Lambda Execution Timeout:

  • AWS Lambda has a maximum execution time, which by default is 3 seconds but can be set up to 15 minutes. If your function is trying to process a large file and the processing time exceeds the set timeout, the function will be terminated.
  • Solution: Increase the timeout of your Lambda function. However, be aware that very long-running Lambda functions can be expensive, so make sure you're optimizing your code and only increasing the timeout as necessary.

Lambda Memory Limit:

  • Lambda functions have a memory limit, ranging from 128 MB to 10,240 MB. If your function runs out of memory, it will be terminated.
  • Solution: Increase the memory allocated to your Lambda function. This will also proportionally increase the CPU, network bandwidth, and disk I/O available to the function.

RDS Instance Limitations:

  • A t3.micro instance has limited CPU and I/O capabilities. If you're trying to insert a large number of rows at once, the instance might become overwhelmed.
  • Solution: Optimize your insert queries (e.g., use batch inserts). Consider upgrading your RDS instance type if you frequently deal with large datasets. Monitor RDS metrics to see if CPU, memory, or I/O is being maxed out during the insert process.
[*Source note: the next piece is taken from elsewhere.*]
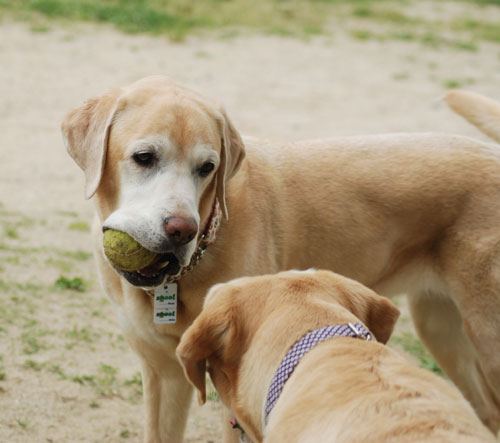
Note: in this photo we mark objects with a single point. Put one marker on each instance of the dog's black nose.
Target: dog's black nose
(180, 230)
Database Connection Timeout:

  • If the Lambda function takes too long to process the file before inserting into RDS, the database connection might time out.
  • Solution: Ensure you're establishing the database connection after processing the file and just before inserting the data. Also, consider using connection pooling.

VPC Configuration:

  • If your Lambda function and RDS instance are in a VPC, there might be some network misconfigurations.
  • Solution: Ensure that your Lambda function has the correct VPC, subnet, and security group settings to communicate with your RDS instance.

Error Handling and Logging:

  • To pinpoint the exact issue, ensure your code has proper error handling and logging. Check the CloudWatch logs for any errors or anomalies during the Lambda function execution.

RDS Storage:

  • Even though this is less likely (given that you're dealing with a 1 MB file), ensure that your RDS instance has enough storage available.

Recommendations:

  • Optimization: Before increasing resources (which can add cost), try to optimize your Lambda function. For example, instead of inserting rows one by one, batch them and use bulk insert queries.
  • Monitoring and Debugging: Use AWS CloudWatch to monitor Lambda executions, RDS metrics, and to check logs for any errors or messages.
  • Testing: Test the Lambda function locally with large files to see if there's an issue with the code itself.

Lastly, if you can share the error messages or logs from CloudWatch, it would be helpful in diagnosing the exact problem.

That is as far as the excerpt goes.